With the 2020 WSOP schedule having recently been finalized, this edition of Flashback Friday is going all the way back to a time when things were much simpler — 2019. Last year’s WSOP certainly had its fair share of controversial moments (shout out to the naked dude), but none more so than a hand involving eventual runner-up Dario Sammartino on Day 7 of the Main Event.
Sammartino had quite an incredible World Series of Poker in 2019., finishing runner-up to Hossein Ensan in the Main Event in Las Vegas for $6 million. The Italian high roller then traveled to Rozvadov, Czech Republic in October for another deep run, this time a fourth-place finish in the WSOP Europe Main Event for €341,702.
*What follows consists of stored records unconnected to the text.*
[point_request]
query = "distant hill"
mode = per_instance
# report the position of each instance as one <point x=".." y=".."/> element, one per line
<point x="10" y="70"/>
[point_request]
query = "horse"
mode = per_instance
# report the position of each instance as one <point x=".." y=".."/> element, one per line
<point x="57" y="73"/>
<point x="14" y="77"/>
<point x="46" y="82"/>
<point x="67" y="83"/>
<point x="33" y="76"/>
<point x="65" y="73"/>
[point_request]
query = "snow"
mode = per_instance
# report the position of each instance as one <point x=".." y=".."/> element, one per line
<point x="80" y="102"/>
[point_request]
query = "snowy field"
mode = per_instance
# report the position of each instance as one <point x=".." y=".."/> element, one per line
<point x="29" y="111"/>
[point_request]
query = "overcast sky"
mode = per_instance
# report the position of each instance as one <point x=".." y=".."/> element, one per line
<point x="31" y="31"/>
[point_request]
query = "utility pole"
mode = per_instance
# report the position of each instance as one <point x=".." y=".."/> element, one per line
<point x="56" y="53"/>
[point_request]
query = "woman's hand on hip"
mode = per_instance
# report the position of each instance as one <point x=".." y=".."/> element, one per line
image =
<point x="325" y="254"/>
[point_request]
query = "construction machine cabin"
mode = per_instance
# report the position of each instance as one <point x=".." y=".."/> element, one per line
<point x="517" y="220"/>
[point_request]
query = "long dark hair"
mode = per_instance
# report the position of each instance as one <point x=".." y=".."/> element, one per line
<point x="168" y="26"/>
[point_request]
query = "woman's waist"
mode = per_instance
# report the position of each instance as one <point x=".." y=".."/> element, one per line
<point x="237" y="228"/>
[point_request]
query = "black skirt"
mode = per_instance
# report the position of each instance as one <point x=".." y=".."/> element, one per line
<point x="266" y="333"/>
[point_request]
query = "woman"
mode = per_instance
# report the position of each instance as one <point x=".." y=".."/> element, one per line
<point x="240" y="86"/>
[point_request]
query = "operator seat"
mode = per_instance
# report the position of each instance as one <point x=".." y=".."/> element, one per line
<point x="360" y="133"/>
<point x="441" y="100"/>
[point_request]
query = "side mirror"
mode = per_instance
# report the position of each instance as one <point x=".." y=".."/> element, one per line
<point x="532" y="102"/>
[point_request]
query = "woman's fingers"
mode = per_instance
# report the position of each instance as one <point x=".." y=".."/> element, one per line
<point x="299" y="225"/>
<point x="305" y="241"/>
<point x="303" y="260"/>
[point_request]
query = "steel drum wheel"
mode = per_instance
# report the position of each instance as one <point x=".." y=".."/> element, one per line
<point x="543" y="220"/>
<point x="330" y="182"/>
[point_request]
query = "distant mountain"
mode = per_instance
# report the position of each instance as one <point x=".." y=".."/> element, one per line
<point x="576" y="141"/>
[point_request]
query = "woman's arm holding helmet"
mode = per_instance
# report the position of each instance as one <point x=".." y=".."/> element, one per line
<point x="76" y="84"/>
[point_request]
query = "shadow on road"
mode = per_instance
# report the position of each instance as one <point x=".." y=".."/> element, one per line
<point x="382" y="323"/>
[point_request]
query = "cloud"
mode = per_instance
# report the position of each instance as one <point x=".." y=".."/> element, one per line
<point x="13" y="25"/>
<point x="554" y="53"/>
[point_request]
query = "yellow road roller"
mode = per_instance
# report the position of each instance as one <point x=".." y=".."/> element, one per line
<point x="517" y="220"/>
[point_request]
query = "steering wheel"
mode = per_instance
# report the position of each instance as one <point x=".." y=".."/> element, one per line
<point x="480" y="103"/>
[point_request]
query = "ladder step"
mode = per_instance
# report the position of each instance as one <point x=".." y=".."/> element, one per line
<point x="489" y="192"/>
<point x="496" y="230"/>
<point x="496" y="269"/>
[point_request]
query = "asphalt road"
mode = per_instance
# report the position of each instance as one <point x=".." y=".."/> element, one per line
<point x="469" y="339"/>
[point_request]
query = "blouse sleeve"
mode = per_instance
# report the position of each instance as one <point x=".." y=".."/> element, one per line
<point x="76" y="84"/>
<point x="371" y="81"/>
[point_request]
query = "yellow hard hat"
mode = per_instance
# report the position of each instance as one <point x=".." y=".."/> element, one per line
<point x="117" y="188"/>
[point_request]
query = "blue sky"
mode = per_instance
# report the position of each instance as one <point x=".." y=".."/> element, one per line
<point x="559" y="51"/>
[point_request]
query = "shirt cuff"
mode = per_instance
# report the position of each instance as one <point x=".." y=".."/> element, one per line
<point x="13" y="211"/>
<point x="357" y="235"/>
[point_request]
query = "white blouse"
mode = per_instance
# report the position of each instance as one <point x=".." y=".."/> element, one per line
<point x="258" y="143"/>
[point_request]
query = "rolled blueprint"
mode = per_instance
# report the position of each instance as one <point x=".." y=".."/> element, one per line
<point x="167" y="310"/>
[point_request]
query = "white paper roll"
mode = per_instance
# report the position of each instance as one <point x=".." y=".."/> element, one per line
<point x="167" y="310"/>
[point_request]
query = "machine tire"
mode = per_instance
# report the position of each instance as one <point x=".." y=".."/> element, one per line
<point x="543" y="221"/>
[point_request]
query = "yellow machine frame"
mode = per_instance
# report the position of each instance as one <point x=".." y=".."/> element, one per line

But he had one moment in Vegas that some were critical of, while others felt the blame was on Jack Effel, the tournament director. We’ll let you be the judge on who was in the wrong here.
You Make the Call
With the blinds at 400,000/800,000 and 11 players remaining in the 2019 Main Event — two spots from the elusive final table — Sammartino and Nick Marchington played one of the biggest pots up to that point. And the hand was also arguably the most controversial all series.
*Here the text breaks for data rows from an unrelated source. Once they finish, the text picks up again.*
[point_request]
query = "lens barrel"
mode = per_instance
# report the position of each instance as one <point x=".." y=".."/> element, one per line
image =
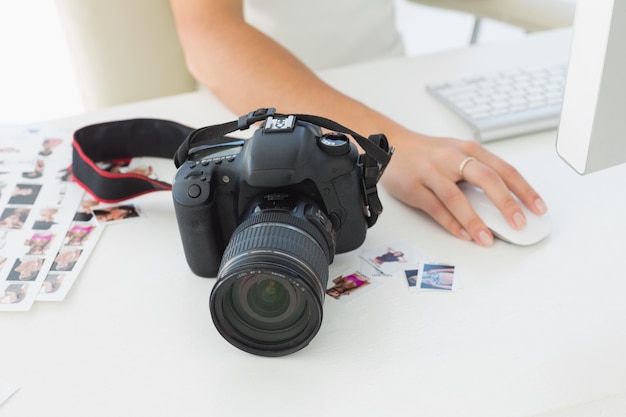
<point x="271" y="284"/>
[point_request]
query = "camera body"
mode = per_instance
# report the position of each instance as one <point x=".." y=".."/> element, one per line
<point x="287" y="165"/>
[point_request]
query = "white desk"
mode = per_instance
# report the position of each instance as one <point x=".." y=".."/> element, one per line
<point x="532" y="330"/>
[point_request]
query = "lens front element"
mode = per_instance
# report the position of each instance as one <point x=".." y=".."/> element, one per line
<point x="270" y="289"/>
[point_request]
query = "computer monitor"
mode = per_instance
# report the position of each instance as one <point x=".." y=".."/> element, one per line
<point x="592" y="129"/>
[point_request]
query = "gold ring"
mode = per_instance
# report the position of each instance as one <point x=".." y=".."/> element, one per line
<point x="465" y="162"/>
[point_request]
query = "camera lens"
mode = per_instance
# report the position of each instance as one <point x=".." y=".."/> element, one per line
<point x="270" y="289"/>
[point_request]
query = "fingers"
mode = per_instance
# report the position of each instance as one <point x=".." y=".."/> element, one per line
<point x="498" y="179"/>
<point x="435" y="167"/>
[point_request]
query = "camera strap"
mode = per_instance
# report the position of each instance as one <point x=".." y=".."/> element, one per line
<point x="127" y="139"/>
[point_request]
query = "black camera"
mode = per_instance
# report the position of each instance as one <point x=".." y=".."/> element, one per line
<point x="266" y="216"/>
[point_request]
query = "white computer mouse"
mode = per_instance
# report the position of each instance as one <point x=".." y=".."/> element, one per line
<point x="537" y="227"/>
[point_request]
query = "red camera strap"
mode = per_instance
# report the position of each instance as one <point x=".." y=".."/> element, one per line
<point x="120" y="140"/>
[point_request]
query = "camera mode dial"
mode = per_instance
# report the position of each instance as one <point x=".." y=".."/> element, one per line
<point x="334" y="143"/>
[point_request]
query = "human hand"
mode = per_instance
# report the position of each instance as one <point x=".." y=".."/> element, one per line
<point x="424" y="173"/>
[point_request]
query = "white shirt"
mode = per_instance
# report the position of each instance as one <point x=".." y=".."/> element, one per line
<point x="328" y="33"/>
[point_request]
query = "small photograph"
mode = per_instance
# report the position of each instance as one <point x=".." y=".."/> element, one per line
<point x="392" y="258"/>
<point x="66" y="259"/>
<point x="39" y="243"/>
<point x="116" y="213"/>
<point x="52" y="283"/>
<point x="25" y="268"/>
<point x="345" y="285"/>
<point x="25" y="194"/>
<point x="13" y="218"/>
<point x="411" y="277"/>
<point x="37" y="171"/>
<point x="437" y="277"/>
<point x="46" y="218"/>
<point x="48" y="146"/>
<point x="84" y="212"/>
<point x="78" y="234"/>
<point x="13" y="294"/>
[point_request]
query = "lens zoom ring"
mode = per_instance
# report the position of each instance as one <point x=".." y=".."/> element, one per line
<point x="283" y="238"/>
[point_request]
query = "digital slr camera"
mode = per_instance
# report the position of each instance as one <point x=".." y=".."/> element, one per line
<point x="266" y="216"/>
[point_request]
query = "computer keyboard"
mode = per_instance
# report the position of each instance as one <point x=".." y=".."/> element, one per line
<point x="507" y="103"/>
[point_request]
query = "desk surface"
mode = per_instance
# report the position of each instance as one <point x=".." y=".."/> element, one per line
<point x="532" y="329"/>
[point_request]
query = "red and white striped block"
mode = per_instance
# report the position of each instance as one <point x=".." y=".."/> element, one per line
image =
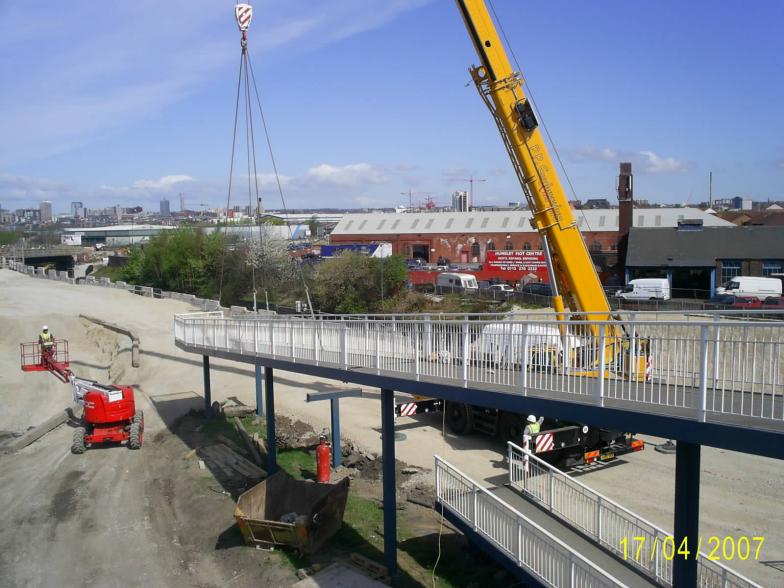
<point x="544" y="442"/>
<point x="407" y="409"/>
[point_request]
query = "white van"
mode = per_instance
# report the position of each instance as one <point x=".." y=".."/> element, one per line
<point x="645" y="289"/>
<point x="761" y="288"/>
<point x="457" y="283"/>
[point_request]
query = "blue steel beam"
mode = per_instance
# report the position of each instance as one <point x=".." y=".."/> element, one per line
<point x="207" y="388"/>
<point x="734" y="437"/>
<point x="334" y="394"/>
<point x="259" y="393"/>
<point x="388" y="478"/>
<point x="687" y="514"/>
<point x="335" y="422"/>
<point x="272" y="447"/>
Sammartino entered the hand with the biggest stack at the table (62 million) and Marchington, with 22 million, doubled-up against the eventual runner-up with pocket queens against pocket 10’s. But it’s questionable if he should have received a full double-up. Joe Ingram analyzed the situation and shared the hand on his popular YouTube channel.
Sammartino initially raised to 1.7 million and then Marchington moved in for 22.2 million. But the dealer, after counting Marchington’s stack, announced the all-in bet was to 17.2 million. Her miscount may have caused Sammartino to call with the worst hand instead of folding. We’ll never know if that’s accurate or not, however.
Sammartino, once he saw the hand he was up against — queens — argued that his call shouldn’t have been binding since the dealer announced the wrong amount. But Effel ruled the 22.2 million call stands and wouldn’t budge.
Many poker fans on social media felt Dario would have called the full amount regardless and was only upset once he saw Marchington’s cards. They might be right, or they might be wrong. That’s something we can all argue until we’re black and blue in the face, but none of us can prove our stance. Only Sammartino knows the truth.
Marchington went on to win the hand and became the chip leader at the table on his way to a seventh-place finish for $1,525,000. Sammartino took a hit from the controversial hand but it all worked out in the end as he left the WSOP $6 million richer.